Exeter’s homeless death rate in 2024 was the highest among all the English cities featured in this year’s Museum of Homelessness Dying Homeless Project report after rising nearly threefold since the previous year.
The campaigning charity, which publishes its research into the deaths of people experiencing homelessness across the UK each October, found that 21 people died while homeless in Exeter in 2024. It recorded eight such deaths in the city in 2023 and 2022.
Exeter’s 2024 homeless death rate, at 15.17 per 100,000 population, was the highest among the ten English cities featured in the report. It was more than four times the rate in London and six and a half times the rate across the whole UK.

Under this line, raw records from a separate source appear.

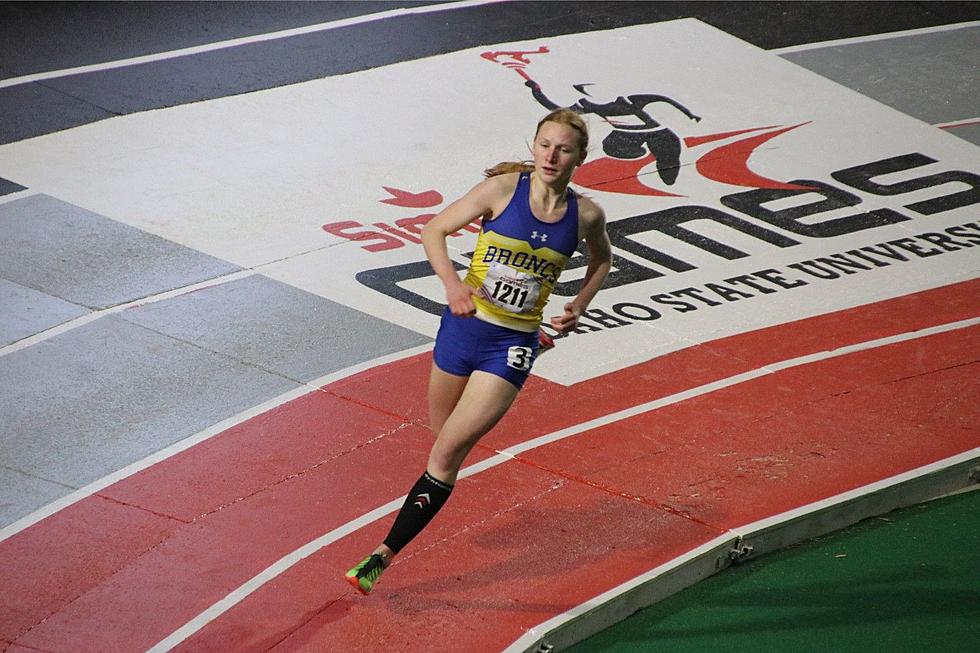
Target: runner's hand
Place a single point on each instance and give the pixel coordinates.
(460, 299)
(567, 321)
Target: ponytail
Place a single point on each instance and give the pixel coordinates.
(508, 167)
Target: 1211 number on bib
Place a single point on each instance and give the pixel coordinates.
(511, 290)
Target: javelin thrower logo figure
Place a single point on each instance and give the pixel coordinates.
(635, 132)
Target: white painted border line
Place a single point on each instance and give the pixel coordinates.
(97, 314)
(857, 40)
(542, 630)
(239, 594)
(245, 40)
(188, 442)
(754, 528)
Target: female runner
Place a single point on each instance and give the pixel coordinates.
(488, 337)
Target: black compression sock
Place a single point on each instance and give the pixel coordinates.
(423, 502)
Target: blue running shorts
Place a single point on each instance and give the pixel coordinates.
(466, 344)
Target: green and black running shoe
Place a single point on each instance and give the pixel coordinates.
(366, 574)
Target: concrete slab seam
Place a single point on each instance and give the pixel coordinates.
(219, 427)
(958, 123)
(97, 314)
(874, 37)
(510, 453)
(587, 617)
(245, 40)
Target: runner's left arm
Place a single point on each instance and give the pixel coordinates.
(600, 262)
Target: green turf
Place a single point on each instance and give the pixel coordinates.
(908, 581)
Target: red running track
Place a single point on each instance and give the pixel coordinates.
(520, 542)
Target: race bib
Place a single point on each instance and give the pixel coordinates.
(512, 290)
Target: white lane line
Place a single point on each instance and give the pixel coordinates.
(540, 631)
(188, 442)
(284, 563)
(857, 40)
(245, 40)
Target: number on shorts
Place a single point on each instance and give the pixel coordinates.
(519, 358)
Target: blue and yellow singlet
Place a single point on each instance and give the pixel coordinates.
(518, 259)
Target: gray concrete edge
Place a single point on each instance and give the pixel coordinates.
(750, 542)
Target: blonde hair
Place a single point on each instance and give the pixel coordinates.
(560, 116)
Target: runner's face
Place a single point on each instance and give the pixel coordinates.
(557, 151)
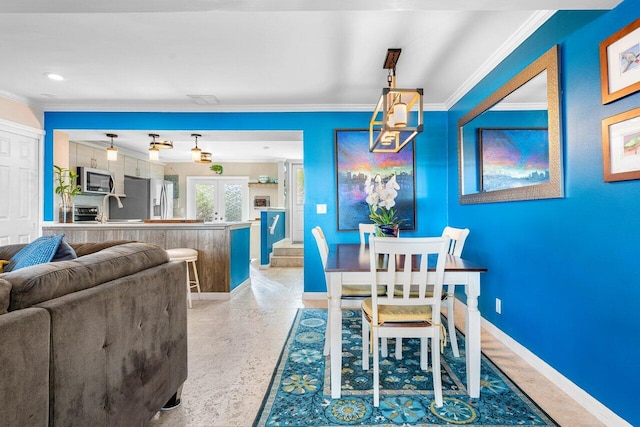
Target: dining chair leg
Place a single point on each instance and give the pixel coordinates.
(366, 330)
(435, 369)
(398, 348)
(327, 334)
(451, 323)
(376, 369)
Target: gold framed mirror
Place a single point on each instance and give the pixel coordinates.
(509, 145)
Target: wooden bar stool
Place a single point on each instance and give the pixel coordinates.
(190, 256)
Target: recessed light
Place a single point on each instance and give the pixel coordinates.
(54, 76)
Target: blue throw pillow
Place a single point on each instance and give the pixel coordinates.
(39, 251)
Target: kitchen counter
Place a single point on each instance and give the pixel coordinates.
(223, 248)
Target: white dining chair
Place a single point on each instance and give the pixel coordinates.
(352, 295)
(457, 237)
(409, 314)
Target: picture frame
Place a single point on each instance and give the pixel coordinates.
(621, 146)
(512, 158)
(620, 63)
(354, 162)
(261, 201)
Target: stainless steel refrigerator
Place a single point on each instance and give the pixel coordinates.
(145, 199)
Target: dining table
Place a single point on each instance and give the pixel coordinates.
(349, 264)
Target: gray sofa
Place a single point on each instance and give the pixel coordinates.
(99, 340)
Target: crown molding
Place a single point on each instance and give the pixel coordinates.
(534, 22)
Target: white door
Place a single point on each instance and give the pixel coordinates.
(297, 202)
(216, 199)
(19, 186)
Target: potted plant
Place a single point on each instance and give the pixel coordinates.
(381, 198)
(67, 188)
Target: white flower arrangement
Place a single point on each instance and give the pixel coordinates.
(381, 199)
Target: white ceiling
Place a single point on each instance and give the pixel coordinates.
(254, 55)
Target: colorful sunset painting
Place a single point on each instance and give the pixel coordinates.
(354, 163)
(512, 158)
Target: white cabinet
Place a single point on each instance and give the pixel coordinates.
(136, 167)
(156, 171)
(91, 157)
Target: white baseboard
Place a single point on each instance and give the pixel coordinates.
(314, 295)
(211, 295)
(584, 399)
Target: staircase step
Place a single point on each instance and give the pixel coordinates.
(287, 261)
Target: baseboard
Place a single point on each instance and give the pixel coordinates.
(314, 295)
(211, 295)
(584, 399)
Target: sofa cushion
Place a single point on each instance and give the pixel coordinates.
(5, 294)
(39, 251)
(64, 253)
(33, 285)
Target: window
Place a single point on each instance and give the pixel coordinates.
(213, 199)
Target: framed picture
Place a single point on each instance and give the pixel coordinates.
(620, 63)
(512, 157)
(261, 201)
(354, 163)
(621, 146)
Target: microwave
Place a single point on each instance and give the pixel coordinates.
(95, 181)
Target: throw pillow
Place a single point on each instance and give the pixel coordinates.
(64, 253)
(39, 251)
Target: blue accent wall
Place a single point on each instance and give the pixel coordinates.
(565, 269)
(240, 257)
(266, 238)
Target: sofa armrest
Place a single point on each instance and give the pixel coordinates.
(24, 367)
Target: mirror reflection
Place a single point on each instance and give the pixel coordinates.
(509, 145)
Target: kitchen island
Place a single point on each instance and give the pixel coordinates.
(223, 248)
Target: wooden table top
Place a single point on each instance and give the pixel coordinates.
(353, 257)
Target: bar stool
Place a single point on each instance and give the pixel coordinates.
(190, 256)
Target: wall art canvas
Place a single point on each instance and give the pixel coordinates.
(354, 163)
(620, 63)
(513, 157)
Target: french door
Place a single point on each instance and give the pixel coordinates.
(218, 199)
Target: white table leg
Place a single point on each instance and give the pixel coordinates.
(472, 335)
(335, 285)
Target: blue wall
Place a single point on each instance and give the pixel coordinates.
(266, 238)
(565, 269)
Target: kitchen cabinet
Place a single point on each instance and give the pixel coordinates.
(91, 157)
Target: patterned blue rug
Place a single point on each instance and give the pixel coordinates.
(299, 393)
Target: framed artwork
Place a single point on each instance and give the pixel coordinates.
(621, 146)
(354, 163)
(620, 63)
(261, 201)
(512, 157)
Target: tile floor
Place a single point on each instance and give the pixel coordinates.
(235, 344)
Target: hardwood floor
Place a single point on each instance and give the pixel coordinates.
(234, 346)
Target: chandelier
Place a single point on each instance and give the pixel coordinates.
(397, 118)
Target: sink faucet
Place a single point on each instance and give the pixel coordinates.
(103, 218)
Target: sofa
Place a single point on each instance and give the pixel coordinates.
(97, 340)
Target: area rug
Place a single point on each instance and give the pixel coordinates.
(299, 393)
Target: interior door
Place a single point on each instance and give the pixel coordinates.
(297, 202)
(19, 183)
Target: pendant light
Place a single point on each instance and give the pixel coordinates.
(112, 152)
(392, 125)
(154, 152)
(195, 151)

Belfast was the only UK city in which more people per 100,000 – 15.89 – died while homeless in 2024.
Exeter is the smallest city featured in the report.
Homeless deaths per 100,000 population in 2024. Source: Museum of Homelessness.
The Museum of Homelessness was founded and is run by people with direct experience of homelessness. It took over the Dying Homeless Project in 2019 from the Bureau of Investigative Journalism, which began the project in October 2017.
It defines homelessness as sleeping rough, living in emergency and temporary accommodation, living in short-term supported housing, sofa surfing or squatting.
The project uses information it collects from grassroots groups, homelessness sector workers, bereaved family members and media reports, cross-referencing it with data obtained via freedom of information requests sent to every UK local authority with responsibility for homelessness.
It also uses data from the Office for National Statistics, National Records of Scotland and Northern Ireland Statistics and Research Agency to record the population size of the local authority areas, regions and countries included in its findings.
It found that 1,611 people died while homeless across the UK in 2024 – an average of four such deaths every day.
Dying Homeless Project 2024 report. Source: Museum of Homelessness.
In order to understand the dramatic increase in Exeter deaths, the Dying Homeless Project team visited the city in August this year.
The team spoke to local homelessness organisations which said that Exeter faces an acute shortage of affordable housing – like much of the UK – but has some of the highest eviction rates in the country, including amongst providers of temporary and supported accommodation.
They also said that the situation is worsened by lack of long-term funding and a shortage of space in which to provide drop-in and crisis support, especially during evenings and weekends, when incidents of harm are more likely. They added: “People all too often have nowhere to go.”
The team found that people were living with “revolving door” homelessness, moving in and out of accommodation and only in sporadic contact with the support they need. Of the 21 people who died homeless in Exeter last year, fifteen were staying in temporary or supported accommodation.
It nevertheless pointed at positive changes in Exeter homelessness service delivery resulting from efforts made by local organisations to work more effectively in partnership.
It also cited Exeter homelessness charity St Petrock’s finding that between 24 and 35 people slept on Exeter’s streets each night last year despite an official count conducted by Exeter City Council overnight on 11-12 November 2024 which recorded eleven people sleeping rough in the city.
St Petrock’s says the council count “consistently underestimates” the true levels of rough sleeping in the city and is calling on the council to change its approach.
A rough sleeper outside Exeter Guildhall
The 2024 Dying Homeless Project report was published during Exeter City Council’s annual homeless awareness week, this year held from 6 October. It published three related news stories on its website on 7 and 8 October, including one promoting a podcast.
In the month since then it has published another 50 news stories on its website.
It has promoted its lottery three times, celebrated Exeter’s gold medal win in this year’s South West in Bloom competition – one of 38 golds handed out – and talked up a Guildhall Shopping Centre award, one of 28 given by the Institute of Workplace and Facilities Management this year.
Both awards were announced during homeless awareness week. A fortnight later council leader Phil Bialyk’s column celebrated both again.
But neither his column nor any of the council’s other news stories mentioned the Museum of Homelessness report, published on 8 October, nor the Exeter homeless deaths it recorded.
The Museum of Homelessness memorial to the 21 people who died while homeless in Exeter in 2024. Source: Dying Homeless Project.
The Dying Homeless Project hosts a memorial web page which remembers the 8,521 people who have died while homeless recorded by the project in the eight years since it began.
72 of them died in Exeter, including the 21 people who died during 2024, two of whose names the project was unable to find out.
St Petrock’s also leads an annual memorial service to remember all those who died while homeless during the previous year.